Shares in plumbing supplies group Reliance Worldwide fell more than 10% yesterday after the group revealed a solid underlying profit result after considerable change at the end of the year after the big move offshore through the takeover of UK group, John Guest for $1.2 billion.
Net sales jumped 28% to $769.4 million and up 30% on a constant currency basis.
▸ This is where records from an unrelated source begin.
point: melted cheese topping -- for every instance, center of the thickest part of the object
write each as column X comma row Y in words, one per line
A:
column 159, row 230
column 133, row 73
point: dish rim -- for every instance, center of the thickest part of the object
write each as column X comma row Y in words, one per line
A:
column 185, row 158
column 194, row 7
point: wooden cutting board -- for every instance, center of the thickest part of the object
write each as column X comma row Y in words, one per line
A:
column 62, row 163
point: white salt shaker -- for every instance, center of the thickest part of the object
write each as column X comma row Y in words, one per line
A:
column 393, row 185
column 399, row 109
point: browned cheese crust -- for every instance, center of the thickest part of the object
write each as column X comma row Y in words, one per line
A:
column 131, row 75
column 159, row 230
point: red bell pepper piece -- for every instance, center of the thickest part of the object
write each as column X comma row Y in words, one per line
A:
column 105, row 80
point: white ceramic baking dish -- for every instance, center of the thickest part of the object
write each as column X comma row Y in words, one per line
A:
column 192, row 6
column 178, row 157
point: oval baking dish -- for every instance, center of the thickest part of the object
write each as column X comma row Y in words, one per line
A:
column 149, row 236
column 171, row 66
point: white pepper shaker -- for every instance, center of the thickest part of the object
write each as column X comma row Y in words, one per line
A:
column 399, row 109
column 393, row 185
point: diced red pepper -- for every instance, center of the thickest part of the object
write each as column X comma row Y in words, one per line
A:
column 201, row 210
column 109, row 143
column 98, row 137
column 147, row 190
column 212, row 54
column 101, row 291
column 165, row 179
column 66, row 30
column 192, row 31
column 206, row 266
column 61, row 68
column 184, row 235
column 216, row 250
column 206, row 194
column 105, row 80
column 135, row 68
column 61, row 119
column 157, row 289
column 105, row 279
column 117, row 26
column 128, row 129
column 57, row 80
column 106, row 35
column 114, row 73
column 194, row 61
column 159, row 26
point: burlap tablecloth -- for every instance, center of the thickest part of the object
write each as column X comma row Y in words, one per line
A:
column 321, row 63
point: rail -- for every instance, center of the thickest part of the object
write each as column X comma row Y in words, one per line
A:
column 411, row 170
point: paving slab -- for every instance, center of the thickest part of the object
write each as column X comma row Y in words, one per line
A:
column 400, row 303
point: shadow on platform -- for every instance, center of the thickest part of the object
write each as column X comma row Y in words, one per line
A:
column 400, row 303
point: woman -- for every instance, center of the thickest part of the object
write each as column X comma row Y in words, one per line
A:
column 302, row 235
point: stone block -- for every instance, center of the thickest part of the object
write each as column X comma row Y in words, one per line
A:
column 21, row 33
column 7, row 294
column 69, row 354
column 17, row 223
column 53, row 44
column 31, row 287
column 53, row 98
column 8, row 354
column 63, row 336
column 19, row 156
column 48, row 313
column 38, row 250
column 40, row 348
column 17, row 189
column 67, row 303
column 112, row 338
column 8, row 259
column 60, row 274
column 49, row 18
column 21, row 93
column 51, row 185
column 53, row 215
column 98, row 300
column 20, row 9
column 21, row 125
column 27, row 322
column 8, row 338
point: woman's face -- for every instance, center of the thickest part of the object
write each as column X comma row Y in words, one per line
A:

Excluding contribution from John Guest, net sales were $744.9 million or up 24% on the prior year
Directors said driving the rise in sales was another strong performance by its SharkBite Push‐To‐Connect (“PTC”) fittings and accessories, the first full year inclusion of Holdrite and a month of John Guest sales in June.
After tax net profit of $66.0 million was struck after expensing $20.5 million of one‐off John Guest acquisition transaction costs.
But the figures got the thumbs down from investors and the shares ended down 8.4% at $5.66. Directors said that earnings before interest tax depreciation and amortisation (EBITDA), before any contribution from John Guest and before transaction costs expensed, was $150.9 million, up 25% on the prior year and within the guidance range previously provided by RWC of $150 million to $155 million.
Directors point out that the EBITDA figure includes a one‐time charge of $6.0 million arising following recent reclassification of tariff product categories for products imported to the USA.
As a result the underlying EBITDA (before John Guest contribution and transaction costs expensed) was $156.9 million excluding this charge, above the top end of guidance.
Directors said that Excluding the contribution of John Guest and associated transaction and financing costs, net profit after tax was up nearly 20% at $78.6 million.
Final dividend of 3.0 cents per share on expanded capital of 790.1 million issued shares.
The interim was 3.5 cents a share making a total of 6.5 cents a share and up from 6 cents a share in 2016-17.